Но стоит мне взглянуть на Серегина, как все это исчезает. Серегин несет с собой возможность иного мира, иной среды, иного измерения.
11
Я открываю дверь. Входит Серегин. В руке у него книга.
А на лице насмешливо-изумленное выражение, словно ему только что довелось быть свидетелем чего-то необычайного.
- Ну, что? - спросил я. - Увидели самого себя, глядя в окно?
- Не себя, а вас.
- Где?
- В книге, не имеющей к вам никакого отношения. В фантастическом романе Черноморцева-Островитянина.
- А где вы приобрели эту новинку?
- В книжном магазине на Большом, у красивого элегантно-старомодного продавца, чем-то похожего на Диккенса,
- Тогда все понятно, - пробормотал я.
- Если вам понятно, то вы великий детерминист. А меня, признаюсь, это ошеломило. Причем тут вы? В книге ваше изображение.
Мы прошли в кабинет и сели на большой кожаный диван, и Серегин раскрыл книгу в том месте, где была закладка.
- Что такое? Куда он исчез? Может, не там положил закладку?
Он стал перелистывать книгу, разыскивая рисунок, а я, терпеливо ждал, зная, что он его найдет, но не сразу.
- Не спешите, - сказал я. - Страницы слиплись. Найдется. Не сомневаюсь. Но чем вы объясните эту нелепость - хулиганством, непозволительной дерзостью художника?

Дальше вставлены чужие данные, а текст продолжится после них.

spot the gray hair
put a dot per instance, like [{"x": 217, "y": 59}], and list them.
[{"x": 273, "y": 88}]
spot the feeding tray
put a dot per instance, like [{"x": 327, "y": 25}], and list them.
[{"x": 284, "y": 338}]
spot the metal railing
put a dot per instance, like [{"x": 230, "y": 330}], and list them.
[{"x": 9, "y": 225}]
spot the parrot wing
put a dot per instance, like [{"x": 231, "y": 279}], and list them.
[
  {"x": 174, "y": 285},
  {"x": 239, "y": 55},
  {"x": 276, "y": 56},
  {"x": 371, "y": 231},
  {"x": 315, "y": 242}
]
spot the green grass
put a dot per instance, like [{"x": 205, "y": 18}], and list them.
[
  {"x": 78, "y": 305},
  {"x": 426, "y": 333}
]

- Об этом я пришел спросить вас. Вам что-нибудь известна?
- Известно.
- Что?
- Я не более чем знак, буква, иероглиф. Мое изображение - это символ, с помощью которого представитель внеземного мышления пожелал войти в логический контакт с вами. Вы мечтали о таком собеседнике. И вот он начал с вами беседу.
- Вы шутите?
- Я абсолютно серьезен.
- А где же он, этот собеседник?
- Недалеко отсюда!
- В нескольких десятках световых лет?
- Да нет! Рядом. На Большом, в том самом магазине, где вы купили книгу.
- Уж не этот ли продавец, кокетничающий своим нелепым и случайным сходством с Диккенсом?